W niedzielę 15 czerwca mł. asp. Łukasz Lipiński i st. sierż. Mateusz Burak z Wydziału Ruchu Drogowego w Lipnie ustawili się przy "krajówce" numer 10 i mierzyli prędkość przejeżdżających obok aut. W pewnym momencie na horyzoncie pojawił się pojazd, który miał naliczniku znacznie więcej kilometrów na godzinę niż pozwalały na to przepisy.
Policjanci zatrzymali do kontroli kobietę. Okazało się, iż zaczęła rodzić
Funkcjonariusze przystąpili więc do działania, zatrzymując kierującą autem kobietę. Po chwili rozmowy okazało się, iż pośpiech kierującej renault był uzasadniony, bowiem zaczęła się jej akcja porodowa i musiała jak najszybciej dotrzeć do szpitala w Lipnie.
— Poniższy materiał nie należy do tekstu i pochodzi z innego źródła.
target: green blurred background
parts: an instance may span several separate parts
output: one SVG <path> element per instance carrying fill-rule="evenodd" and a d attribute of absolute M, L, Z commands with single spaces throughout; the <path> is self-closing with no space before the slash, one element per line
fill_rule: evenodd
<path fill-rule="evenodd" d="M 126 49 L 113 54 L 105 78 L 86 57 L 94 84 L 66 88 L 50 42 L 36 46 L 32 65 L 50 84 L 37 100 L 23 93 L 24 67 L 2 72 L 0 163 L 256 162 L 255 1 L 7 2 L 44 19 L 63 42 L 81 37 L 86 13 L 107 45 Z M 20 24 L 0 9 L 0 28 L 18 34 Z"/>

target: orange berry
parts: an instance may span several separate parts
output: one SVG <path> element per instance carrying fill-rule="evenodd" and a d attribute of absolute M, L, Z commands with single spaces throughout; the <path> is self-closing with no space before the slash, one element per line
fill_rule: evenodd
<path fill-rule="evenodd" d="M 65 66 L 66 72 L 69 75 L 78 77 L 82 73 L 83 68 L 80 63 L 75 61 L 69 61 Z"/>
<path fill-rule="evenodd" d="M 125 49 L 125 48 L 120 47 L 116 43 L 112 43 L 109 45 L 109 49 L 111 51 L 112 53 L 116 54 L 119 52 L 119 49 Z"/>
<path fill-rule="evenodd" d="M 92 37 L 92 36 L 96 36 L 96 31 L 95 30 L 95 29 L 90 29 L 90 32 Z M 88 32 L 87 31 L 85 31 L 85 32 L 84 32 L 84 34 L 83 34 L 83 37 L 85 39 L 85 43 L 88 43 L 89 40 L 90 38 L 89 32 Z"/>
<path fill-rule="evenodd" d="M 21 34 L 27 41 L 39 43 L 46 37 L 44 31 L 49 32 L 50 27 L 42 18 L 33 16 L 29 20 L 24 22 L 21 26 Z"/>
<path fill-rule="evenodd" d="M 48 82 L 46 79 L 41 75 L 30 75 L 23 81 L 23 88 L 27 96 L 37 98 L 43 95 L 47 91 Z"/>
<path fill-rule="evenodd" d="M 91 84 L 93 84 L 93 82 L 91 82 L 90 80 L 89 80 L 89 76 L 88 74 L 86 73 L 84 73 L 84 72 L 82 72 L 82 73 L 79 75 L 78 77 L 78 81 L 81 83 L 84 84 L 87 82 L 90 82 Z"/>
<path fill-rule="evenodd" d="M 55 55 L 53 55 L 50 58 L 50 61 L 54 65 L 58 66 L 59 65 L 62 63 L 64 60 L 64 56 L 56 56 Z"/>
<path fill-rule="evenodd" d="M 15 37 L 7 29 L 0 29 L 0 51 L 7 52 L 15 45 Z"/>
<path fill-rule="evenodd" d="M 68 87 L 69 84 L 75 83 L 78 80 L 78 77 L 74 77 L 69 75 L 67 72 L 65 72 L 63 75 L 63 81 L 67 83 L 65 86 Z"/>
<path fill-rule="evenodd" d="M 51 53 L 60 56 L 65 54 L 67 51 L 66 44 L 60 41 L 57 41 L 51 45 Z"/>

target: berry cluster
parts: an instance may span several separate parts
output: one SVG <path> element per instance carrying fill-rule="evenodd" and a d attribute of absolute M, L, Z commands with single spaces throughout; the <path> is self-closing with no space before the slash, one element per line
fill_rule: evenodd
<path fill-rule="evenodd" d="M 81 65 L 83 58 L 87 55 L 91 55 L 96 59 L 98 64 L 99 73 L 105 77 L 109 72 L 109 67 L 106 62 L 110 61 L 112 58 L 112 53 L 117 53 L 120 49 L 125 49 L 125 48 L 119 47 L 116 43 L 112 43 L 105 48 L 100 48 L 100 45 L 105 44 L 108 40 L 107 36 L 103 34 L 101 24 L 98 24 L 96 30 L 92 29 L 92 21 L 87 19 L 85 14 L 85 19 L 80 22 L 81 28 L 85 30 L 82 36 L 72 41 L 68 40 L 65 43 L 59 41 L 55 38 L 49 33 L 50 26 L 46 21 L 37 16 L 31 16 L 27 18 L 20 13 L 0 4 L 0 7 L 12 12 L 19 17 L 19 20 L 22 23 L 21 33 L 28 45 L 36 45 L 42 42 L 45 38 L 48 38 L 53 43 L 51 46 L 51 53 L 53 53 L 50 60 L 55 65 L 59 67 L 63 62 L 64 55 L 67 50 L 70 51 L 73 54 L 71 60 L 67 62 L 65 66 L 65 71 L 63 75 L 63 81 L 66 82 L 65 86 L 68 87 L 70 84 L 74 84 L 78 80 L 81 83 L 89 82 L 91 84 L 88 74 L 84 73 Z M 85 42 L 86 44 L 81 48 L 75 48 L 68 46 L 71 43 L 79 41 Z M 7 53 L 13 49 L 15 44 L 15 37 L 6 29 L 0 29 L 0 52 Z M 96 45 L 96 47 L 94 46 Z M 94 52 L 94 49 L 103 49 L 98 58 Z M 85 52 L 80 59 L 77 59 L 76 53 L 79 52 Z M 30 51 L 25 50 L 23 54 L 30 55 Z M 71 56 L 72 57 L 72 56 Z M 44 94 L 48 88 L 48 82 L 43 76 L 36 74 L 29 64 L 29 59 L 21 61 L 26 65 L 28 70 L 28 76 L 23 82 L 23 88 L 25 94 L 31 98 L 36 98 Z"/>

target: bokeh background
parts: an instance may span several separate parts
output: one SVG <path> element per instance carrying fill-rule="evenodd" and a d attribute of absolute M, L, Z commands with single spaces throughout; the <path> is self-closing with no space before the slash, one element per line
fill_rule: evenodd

Mundurowi postanowili więc jej pomóc.
Opisali zaistniałą sytuację swojemu dyżurnemu, włączyli policyjne "koguty" i rozpoczęli pilotaż pojazdu rodzącej kobiety. Dzięki tej błyskawicznej akcji kobieta już po kilku minutach znalazła się pod opieką medyków.
Tę sytuację policjanci z pewnością będą jeszcze długo wspominać. "Mieszkańcy powiatu lipnowskiego już niejednokrotnie przekonali się, iż w nagłych przypadkach mogą liczyć na pomoc policjantów. Ten przypadek rzeczywiście był nagły" – czytamy na stronie KPP w Lipnie.